Now we create our main function. I’m assuming here that we always take exactly 2 command line arguments, the first being the input file, the second being the output file. LLVM has a system whereby if a file named ‘-‘ is provided, that means read from stdin or write to stdout, so I decided to support that too:

if (3 != argc) {
  fprintf(stderr, "Invalid command line!\n");
  return 1;
}

const char *const inputFilename = argv[1];
const char *const outputFilename = argv[2];

So first we parse the input file. We’ll create an LLVM memory buffer object from either stdin, or a filename:

LLVMMemoryBufferRef memoryBuffer;

// check if we are to read our input file from stdin
if (('-' == inputFilename[0]) && ('\0' == inputFilename[1])) {
  char *message;
  if (0 != LLVMCreateMemoryBufferWithSTDIN(&memoryBuffer, &message)) {
    fprintf(stderr, "%s\n", message);
    free(message);
    return 1;
  }
} else {
  char *message;
  if (0 != LLVMCreateMemoryBufferWithContentsOfFile(
               inputFilename, &memoryBuffer, &message)) {
    fprintf(stderr, "%s\n", message);
    free(message);
    return 1;
  }
}

So after this code, memoryBuffer will be usable to read our bitcode file into an LLVM module. So lets create the module!

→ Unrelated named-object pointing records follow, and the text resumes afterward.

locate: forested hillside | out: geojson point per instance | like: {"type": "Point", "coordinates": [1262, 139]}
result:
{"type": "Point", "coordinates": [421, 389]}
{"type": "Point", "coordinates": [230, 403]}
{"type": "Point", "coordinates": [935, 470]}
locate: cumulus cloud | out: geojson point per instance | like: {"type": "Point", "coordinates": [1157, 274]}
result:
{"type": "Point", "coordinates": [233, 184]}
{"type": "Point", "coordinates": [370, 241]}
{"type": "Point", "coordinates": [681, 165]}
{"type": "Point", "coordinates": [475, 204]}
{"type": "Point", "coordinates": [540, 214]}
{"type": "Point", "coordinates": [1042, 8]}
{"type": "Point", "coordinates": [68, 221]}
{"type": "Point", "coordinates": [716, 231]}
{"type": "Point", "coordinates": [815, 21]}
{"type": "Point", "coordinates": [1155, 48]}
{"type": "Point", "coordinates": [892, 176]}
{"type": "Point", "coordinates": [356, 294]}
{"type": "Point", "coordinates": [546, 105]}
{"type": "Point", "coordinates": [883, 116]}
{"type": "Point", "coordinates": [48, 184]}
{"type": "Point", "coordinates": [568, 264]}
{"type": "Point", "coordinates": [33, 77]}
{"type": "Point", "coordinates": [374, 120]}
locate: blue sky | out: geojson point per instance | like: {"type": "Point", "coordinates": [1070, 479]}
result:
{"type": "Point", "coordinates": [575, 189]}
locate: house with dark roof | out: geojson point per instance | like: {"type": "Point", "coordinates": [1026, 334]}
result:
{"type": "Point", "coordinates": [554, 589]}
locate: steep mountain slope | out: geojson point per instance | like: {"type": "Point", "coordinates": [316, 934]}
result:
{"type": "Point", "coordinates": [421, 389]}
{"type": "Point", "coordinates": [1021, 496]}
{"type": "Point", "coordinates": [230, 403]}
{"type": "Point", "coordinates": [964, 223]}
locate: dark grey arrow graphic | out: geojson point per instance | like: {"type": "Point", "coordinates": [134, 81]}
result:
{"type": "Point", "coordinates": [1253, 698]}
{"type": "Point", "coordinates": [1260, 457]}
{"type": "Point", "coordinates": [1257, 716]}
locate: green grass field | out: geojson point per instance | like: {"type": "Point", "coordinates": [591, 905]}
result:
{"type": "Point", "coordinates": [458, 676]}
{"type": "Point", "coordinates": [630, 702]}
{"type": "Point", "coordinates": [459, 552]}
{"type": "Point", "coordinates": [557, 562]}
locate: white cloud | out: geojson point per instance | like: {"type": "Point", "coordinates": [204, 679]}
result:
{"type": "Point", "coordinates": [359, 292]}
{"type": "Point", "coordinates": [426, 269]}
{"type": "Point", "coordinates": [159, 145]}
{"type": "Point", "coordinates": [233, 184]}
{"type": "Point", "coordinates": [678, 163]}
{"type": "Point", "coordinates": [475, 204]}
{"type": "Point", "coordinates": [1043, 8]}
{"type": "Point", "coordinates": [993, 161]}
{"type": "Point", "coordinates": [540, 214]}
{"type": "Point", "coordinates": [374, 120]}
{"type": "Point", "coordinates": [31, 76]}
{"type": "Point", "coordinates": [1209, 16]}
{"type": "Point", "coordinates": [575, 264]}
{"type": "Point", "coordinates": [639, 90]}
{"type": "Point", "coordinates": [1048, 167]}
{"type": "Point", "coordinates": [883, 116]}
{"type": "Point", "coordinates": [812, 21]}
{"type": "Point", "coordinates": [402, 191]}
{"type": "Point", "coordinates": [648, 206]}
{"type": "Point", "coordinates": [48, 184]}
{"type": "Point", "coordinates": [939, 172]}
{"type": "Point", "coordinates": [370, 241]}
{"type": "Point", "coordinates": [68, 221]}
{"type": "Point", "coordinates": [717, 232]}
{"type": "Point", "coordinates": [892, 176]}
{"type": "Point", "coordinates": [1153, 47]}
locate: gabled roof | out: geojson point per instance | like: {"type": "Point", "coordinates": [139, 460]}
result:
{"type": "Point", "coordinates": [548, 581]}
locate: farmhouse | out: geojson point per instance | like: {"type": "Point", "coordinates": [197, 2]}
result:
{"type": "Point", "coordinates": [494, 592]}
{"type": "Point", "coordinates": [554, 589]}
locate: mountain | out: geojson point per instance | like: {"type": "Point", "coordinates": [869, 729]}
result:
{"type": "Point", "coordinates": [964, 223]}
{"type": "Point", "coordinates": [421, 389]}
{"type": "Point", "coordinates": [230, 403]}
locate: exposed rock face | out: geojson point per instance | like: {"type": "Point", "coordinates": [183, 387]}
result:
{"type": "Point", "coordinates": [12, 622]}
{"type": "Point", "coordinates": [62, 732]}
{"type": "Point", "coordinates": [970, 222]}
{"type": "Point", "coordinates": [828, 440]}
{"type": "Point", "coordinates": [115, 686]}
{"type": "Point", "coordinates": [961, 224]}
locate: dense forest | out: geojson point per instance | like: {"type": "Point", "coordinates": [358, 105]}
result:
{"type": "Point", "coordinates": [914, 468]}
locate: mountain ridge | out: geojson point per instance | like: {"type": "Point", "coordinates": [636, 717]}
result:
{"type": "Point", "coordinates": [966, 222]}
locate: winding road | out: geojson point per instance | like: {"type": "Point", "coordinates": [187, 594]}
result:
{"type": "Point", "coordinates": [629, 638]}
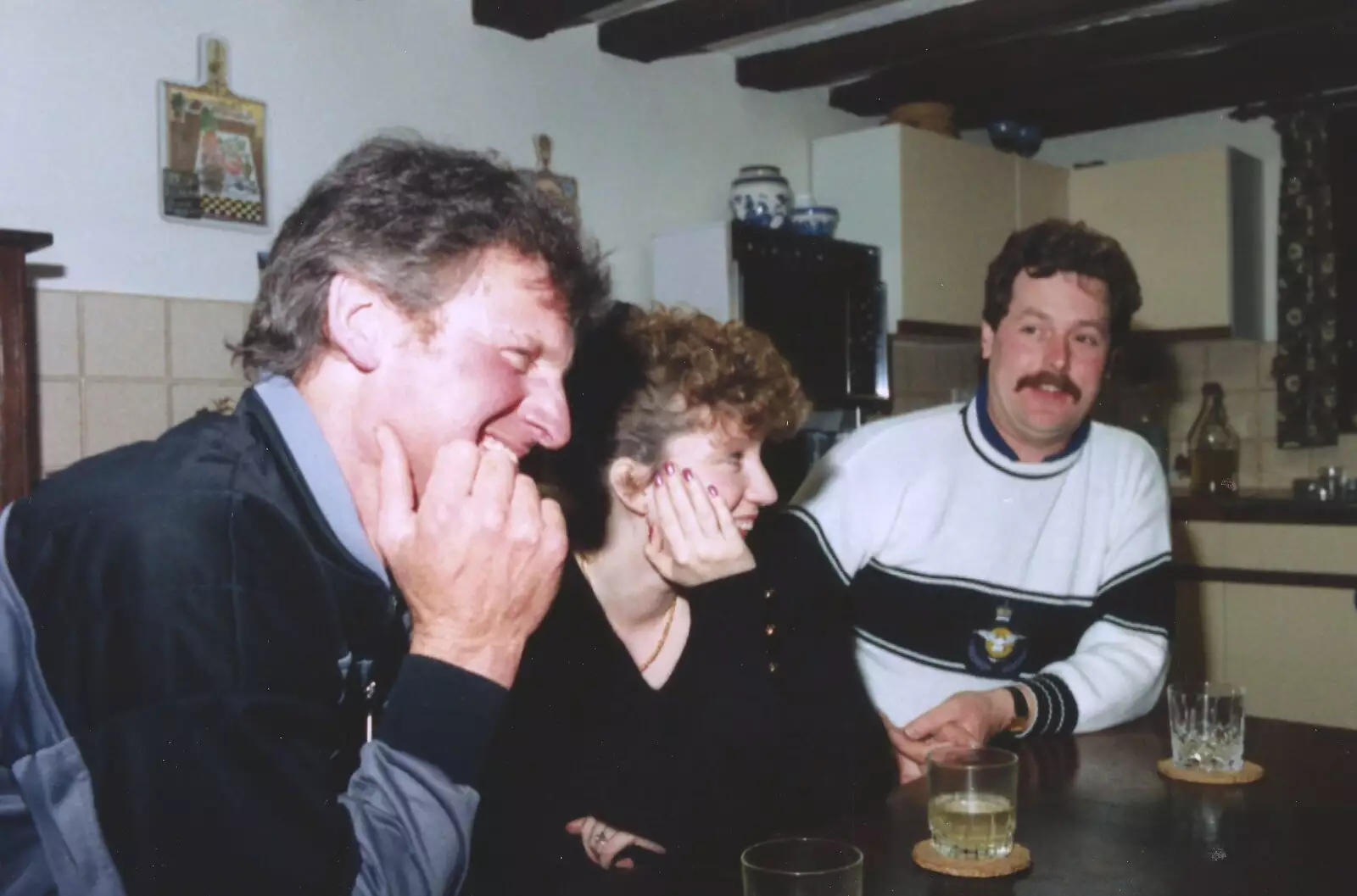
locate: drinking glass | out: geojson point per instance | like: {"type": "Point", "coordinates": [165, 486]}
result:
{"type": "Point", "coordinates": [802, 866]}
{"type": "Point", "coordinates": [972, 801]}
{"type": "Point", "coordinates": [1207, 726]}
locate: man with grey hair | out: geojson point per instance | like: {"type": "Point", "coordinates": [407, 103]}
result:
{"type": "Point", "coordinates": [265, 652]}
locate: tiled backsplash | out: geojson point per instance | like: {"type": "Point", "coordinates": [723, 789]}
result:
{"type": "Point", "coordinates": [115, 369]}
{"type": "Point", "coordinates": [927, 371]}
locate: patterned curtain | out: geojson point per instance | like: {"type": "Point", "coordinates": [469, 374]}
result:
{"type": "Point", "coordinates": [1309, 358]}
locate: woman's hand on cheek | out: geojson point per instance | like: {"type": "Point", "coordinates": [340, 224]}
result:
{"type": "Point", "coordinates": [694, 538]}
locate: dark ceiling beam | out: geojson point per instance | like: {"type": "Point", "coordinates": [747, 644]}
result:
{"type": "Point", "coordinates": [965, 26]}
{"type": "Point", "coordinates": [535, 19]}
{"type": "Point", "coordinates": [1266, 70]}
{"type": "Point", "coordinates": [685, 26]}
{"type": "Point", "coordinates": [1053, 58]}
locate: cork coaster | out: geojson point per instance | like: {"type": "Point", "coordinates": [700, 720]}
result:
{"type": "Point", "coordinates": [929, 857]}
{"type": "Point", "coordinates": [1252, 771]}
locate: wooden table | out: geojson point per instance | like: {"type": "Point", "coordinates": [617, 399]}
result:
{"type": "Point", "coordinates": [1101, 821]}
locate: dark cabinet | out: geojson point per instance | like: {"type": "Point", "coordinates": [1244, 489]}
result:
{"type": "Point", "coordinates": [20, 461]}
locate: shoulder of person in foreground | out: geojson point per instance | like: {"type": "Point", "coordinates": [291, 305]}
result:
{"type": "Point", "coordinates": [1121, 662]}
{"type": "Point", "coordinates": [846, 509]}
{"type": "Point", "coordinates": [185, 726]}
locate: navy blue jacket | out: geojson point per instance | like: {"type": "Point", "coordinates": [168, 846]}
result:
{"type": "Point", "coordinates": [193, 633]}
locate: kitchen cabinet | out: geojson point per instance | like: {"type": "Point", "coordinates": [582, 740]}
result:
{"type": "Point", "coordinates": [20, 454]}
{"type": "Point", "coordinates": [941, 209]}
{"type": "Point", "coordinates": [1192, 224]}
{"type": "Point", "coordinates": [938, 208]}
{"type": "Point", "coordinates": [1288, 645]}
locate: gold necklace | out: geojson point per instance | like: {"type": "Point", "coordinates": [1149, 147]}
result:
{"type": "Point", "coordinates": [669, 615]}
{"type": "Point", "coordinates": [664, 636]}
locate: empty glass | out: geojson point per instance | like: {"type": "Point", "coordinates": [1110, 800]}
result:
{"type": "Point", "coordinates": [802, 866]}
{"type": "Point", "coordinates": [972, 801]}
{"type": "Point", "coordinates": [1207, 726]}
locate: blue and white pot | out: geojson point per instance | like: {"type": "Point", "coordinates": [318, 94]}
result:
{"type": "Point", "coordinates": [760, 196]}
{"type": "Point", "coordinates": [814, 220]}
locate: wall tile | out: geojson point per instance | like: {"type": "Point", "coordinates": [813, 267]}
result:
{"type": "Point", "coordinates": [59, 334]}
{"type": "Point", "coordinates": [187, 398]}
{"type": "Point", "coordinates": [1266, 353]}
{"type": "Point", "coordinates": [1232, 364]}
{"type": "Point", "coordinates": [1348, 454]}
{"type": "Point", "coordinates": [920, 366]}
{"type": "Point", "coordinates": [1268, 415]}
{"type": "Point", "coordinates": [121, 412]}
{"type": "Point", "coordinates": [59, 412]}
{"type": "Point", "coordinates": [1250, 464]}
{"type": "Point", "coordinates": [1282, 465]}
{"type": "Point", "coordinates": [1191, 365]}
{"type": "Point", "coordinates": [198, 332]}
{"type": "Point", "coordinates": [1181, 416]}
{"type": "Point", "coordinates": [124, 335]}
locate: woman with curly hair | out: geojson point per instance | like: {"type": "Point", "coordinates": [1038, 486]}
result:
{"type": "Point", "coordinates": [672, 710]}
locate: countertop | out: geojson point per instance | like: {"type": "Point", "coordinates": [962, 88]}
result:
{"type": "Point", "coordinates": [1264, 506]}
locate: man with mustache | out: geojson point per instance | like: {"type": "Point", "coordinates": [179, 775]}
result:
{"type": "Point", "coordinates": [1008, 560]}
{"type": "Point", "coordinates": [265, 652]}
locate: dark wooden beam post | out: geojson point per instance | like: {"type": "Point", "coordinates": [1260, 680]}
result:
{"type": "Point", "coordinates": [953, 29]}
{"type": "Point", "coordinates": [1272, 68]}
{"type": "Point", "coordinates": [20, 461]}
{"type": "Point", "coordinates": [1058, 58]}
{"type": "Point", "coordinates": [535, 19]}
{"type": "Point", "coordinates": [689, 26]}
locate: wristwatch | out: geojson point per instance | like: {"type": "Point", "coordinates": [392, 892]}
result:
{"type": "Point", "coordinates": [1022, 716]}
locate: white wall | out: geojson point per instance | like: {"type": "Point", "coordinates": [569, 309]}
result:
{"type": "Point", "coordinates": [655, 147]}
{"type": "Point", "coordinates": [1187, 135]}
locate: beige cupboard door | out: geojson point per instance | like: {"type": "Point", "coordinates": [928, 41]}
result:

// now create our module using the memory buffer
LLVMModuleRef module;
if (0 != LLVMParseBitcode2(memoryBuffer, &module)) {
  fprintf(stderr, "Invalid bitcode detected!\n");
  LLVMDisposeMemoryBuffer(memoryBuffer);
  return 1;
}

// done with the memory buffer now, so dispose of it
LLVMDisposeMemoryBuffer(memoryBuffer);

Once we’ve got our module, we no longer need the memory buffer, so we can free up the memory straight away. And that’s it! We’ve managed to take an LLVM bitcode file, deserialize it into an LLVM module, which we could (I’m not going to in this blog post at least!) fiddle with. So lets assume you’ve done all you wanted with the LLVM module, and want to write the sucker back out to a bitcode file again.

The approach is orthogonal to the reading approach, we look for the special filename ‘-‘ and handle accordingly:

// check if we are to write our output file to stdout
if (('-' == outputFilename[0]) && ('\0' == outputFilename[1])) {
  if (0 != LLVMWriteBitcodeToFD(module, STDOUT_FILENO, 0, 0)) {
    fprintf(stderr, "Failed to write bitcode to stdout!\n");
    LLVMDisposeModule(module);
    return 1;
  }
} else {
  if (0 != LLVMWriteBitcodeToFile(module, outputFilename)) {
    fprintf(stderr, "Failed to write bitcode to file!\n");
    LLVMDisposeModule(module);
    return 1;
  }
}

Lastly, we should be good citizens and clean up our garbage, so also delete the module to:

LLVMDisposeModule(module);

And that’s it! You are now able to parse and then write an LLVM bitcode file. I’ve put the full example up here on GitHub – https://github.com/sheredom/llvm_bc_parsing_example.

Maybe I’ll do a follow-up post at some point taking you through the basics of how to do things to an LLVM module, but for now, adieu!